Testing & QA

scanipy's test suite is a layered set of fast, hermetic pytest modules plus a handful of cross-cutting enforcement suites that encode the project's load-bearing guarantees: deterministic output (P3), one-sided sanitizer soundness (P5), local-and-private operation (P1), and honest, graceful handling of bad inputs (P7).
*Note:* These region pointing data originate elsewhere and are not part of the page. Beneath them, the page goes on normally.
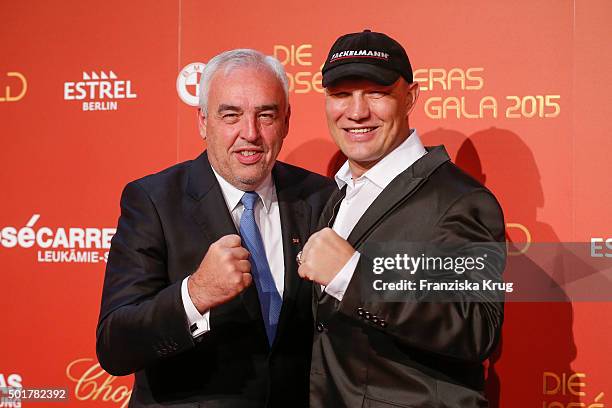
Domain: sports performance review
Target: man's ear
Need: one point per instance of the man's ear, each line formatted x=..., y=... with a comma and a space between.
x=202, y=123
x=413, y=95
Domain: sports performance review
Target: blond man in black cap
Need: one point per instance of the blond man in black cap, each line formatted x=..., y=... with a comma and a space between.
x=417, y=353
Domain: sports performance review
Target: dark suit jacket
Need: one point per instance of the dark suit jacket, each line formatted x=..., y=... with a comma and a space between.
x=411, y=354
x=168, y=221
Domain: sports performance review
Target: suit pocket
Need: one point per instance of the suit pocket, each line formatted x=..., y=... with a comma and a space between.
x=369, y=402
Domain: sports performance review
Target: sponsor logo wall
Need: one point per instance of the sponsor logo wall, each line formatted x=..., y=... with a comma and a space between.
x=93, y=97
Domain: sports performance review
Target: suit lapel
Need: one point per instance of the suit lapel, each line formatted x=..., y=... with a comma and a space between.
x=327, y=218
x=211, y=214
x=396, y=193
x=295, y=226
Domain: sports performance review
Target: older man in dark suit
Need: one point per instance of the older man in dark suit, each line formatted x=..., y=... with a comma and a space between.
x=201, y=297
x=424, y=351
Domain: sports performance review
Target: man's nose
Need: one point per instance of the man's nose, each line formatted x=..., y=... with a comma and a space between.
x=358, y=108
x=250, y=130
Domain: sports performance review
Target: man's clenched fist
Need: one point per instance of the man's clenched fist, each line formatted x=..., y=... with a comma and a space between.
x=324, y=255
x=224, y=272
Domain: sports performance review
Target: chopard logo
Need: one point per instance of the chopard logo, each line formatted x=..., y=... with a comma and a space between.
x=187, y=83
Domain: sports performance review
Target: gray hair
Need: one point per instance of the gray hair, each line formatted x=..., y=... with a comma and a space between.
x=240, y=58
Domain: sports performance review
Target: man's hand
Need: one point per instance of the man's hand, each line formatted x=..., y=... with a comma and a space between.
x=323, y=256
x=224, y=272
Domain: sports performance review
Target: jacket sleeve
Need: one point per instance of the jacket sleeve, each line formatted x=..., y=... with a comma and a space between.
x=142, y=319
x=464, y=327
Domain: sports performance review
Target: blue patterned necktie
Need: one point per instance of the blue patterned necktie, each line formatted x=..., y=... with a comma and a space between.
x=269, y=298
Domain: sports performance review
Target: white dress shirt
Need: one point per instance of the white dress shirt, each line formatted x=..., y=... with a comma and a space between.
x=361, y=193
x=267, y=217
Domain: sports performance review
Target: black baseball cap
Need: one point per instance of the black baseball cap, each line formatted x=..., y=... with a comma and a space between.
x=370, y=55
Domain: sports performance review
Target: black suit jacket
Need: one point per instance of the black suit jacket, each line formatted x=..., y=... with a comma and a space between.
x=168, y=221
x=411, y=354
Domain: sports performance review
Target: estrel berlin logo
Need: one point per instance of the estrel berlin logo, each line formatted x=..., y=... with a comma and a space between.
x=187, y=83
x=10, y=95
x=99, y=91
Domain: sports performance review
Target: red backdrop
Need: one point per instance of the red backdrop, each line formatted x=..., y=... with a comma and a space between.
x=518, y=92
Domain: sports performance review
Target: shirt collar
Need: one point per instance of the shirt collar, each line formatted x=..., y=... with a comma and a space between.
x=233, y=195
x=394, y=163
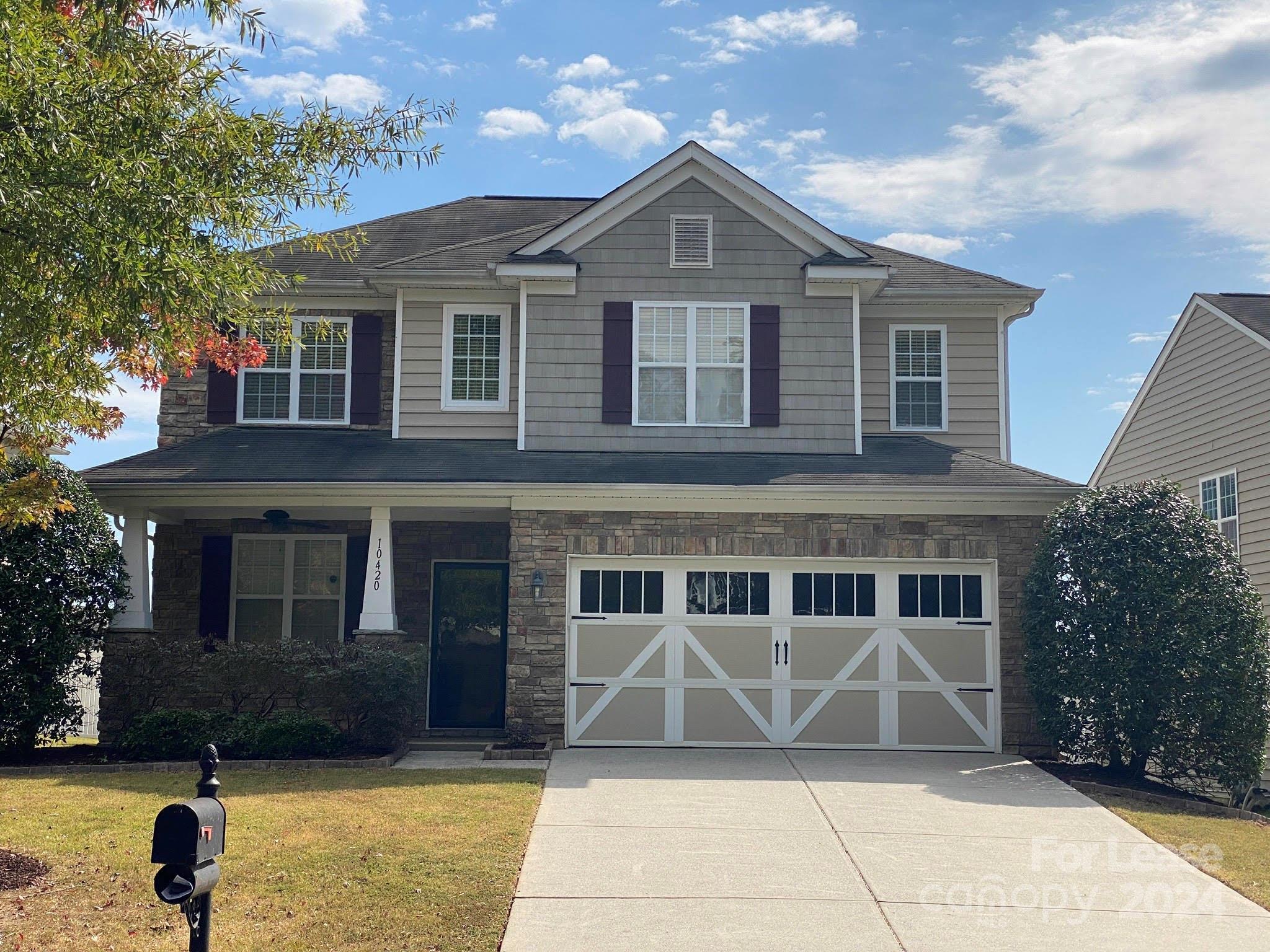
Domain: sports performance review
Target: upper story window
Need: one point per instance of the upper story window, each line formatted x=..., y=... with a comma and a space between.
x=306, y=384
x=1219, y=498
x=918, y=377
x=475, y=357
x=691, y=364
x=691, y=240
x=288, y=588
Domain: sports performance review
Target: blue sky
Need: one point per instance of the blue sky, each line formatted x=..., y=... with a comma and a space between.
x=1112, y=154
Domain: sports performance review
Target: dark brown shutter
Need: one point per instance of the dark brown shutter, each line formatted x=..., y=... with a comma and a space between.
x=355, y=582
x=363, y=405
x=214, y=587
x=765, y=366
x=619, y=327
x=221, y=395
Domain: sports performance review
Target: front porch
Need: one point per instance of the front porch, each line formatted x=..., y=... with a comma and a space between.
x=435, y=579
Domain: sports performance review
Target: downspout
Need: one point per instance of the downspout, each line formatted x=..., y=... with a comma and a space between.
x=855, y=368
x=521, y=374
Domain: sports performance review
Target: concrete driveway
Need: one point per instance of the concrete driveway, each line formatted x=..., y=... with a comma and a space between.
x=766, y=850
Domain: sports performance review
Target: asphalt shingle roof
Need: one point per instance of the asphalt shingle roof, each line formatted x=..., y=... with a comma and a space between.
x=1250, y=310
x=306, y=455
x=470, y=232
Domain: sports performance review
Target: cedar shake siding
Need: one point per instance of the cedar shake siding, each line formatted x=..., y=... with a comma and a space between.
x=1208, y=412
x=564, y=390
x=183, y=410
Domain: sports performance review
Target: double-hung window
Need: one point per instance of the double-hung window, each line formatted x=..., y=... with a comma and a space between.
x=306, y=384
x=918, y=377
x=691, y=364
x=477, y=357
x=1219, y=498
x=288, y=588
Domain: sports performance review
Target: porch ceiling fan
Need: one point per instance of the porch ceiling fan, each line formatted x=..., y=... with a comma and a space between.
x=281, y=519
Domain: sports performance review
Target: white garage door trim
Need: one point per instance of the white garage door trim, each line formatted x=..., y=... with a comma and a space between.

This document describes how the suite is organized, how to run it, and how to maintain the golden snapshots and the coverage gate.

Running the tests

python -m venv .venv && source .venv/bin/activate
pip install -e ".[dev]"

ruff check . && ruff format --check .          # lint + format
mypy src                                        # strict types (package source)
pytest --cov=scanipy --cov-fail-under=90        # tests + coverage gate

Tests are tagged with two markers (registered in pyproject.toml):

Marker	Meaning	Select with
`unit`	fast, isolated component tests (no filesystem walks beyond `tmp_path`)	`pytest -m unit`
`integration`	the wired pipeline (registry → scanner → frontend → engine → reporter, and the CLI via `CliRunner`) over real fixtures	`pytest -m integration`

Layout

tests/
  conftest.py                 shared fixtures (the CliRunner `runner`)
  _support/                   test-only helper package (SPDX-headed, stdlib + scanipy)
    normalize.py              version/path/fingerprint-tolerant report normalizers
    corpus.py                 the shared scan corpus + run_corpus_scan entry point
  unit/                       one module per component (parser, frontend/IR, matcher,
                              engine transfer functions, summaries, lattice, config,
                              scanner, reporters, registry, CLI)
  integration/
    test_detectors.py         the P5 catalog matrix (auto-parametrized per detector)
    test_engine_end_to_end.py exact-finding end-to-end checks
    test_cli.py               CLI scan/rules via CliRunner
    test_determinism.py       P3: scan-twice byte-identical + input-order invariance
    test_golden_reports.py    committed, normalized JSON + SARIF snapshots
    test_resilience.py        SyntaxError + non-UTF-8 files → skipped, not fatal
    test_performance_smoke.py ~50 synthetic files (deep chains + recursion), bounded
    test_hermeticity.py       no-network socket guard + no-subprocess meta-test
  fixtures/                   analysis DATA (intentionally-vulnerable code), lint-excluded
  golden/                     committed normalized snapshots (scan-corpus.json,
                              scan-corpus.sarif.json)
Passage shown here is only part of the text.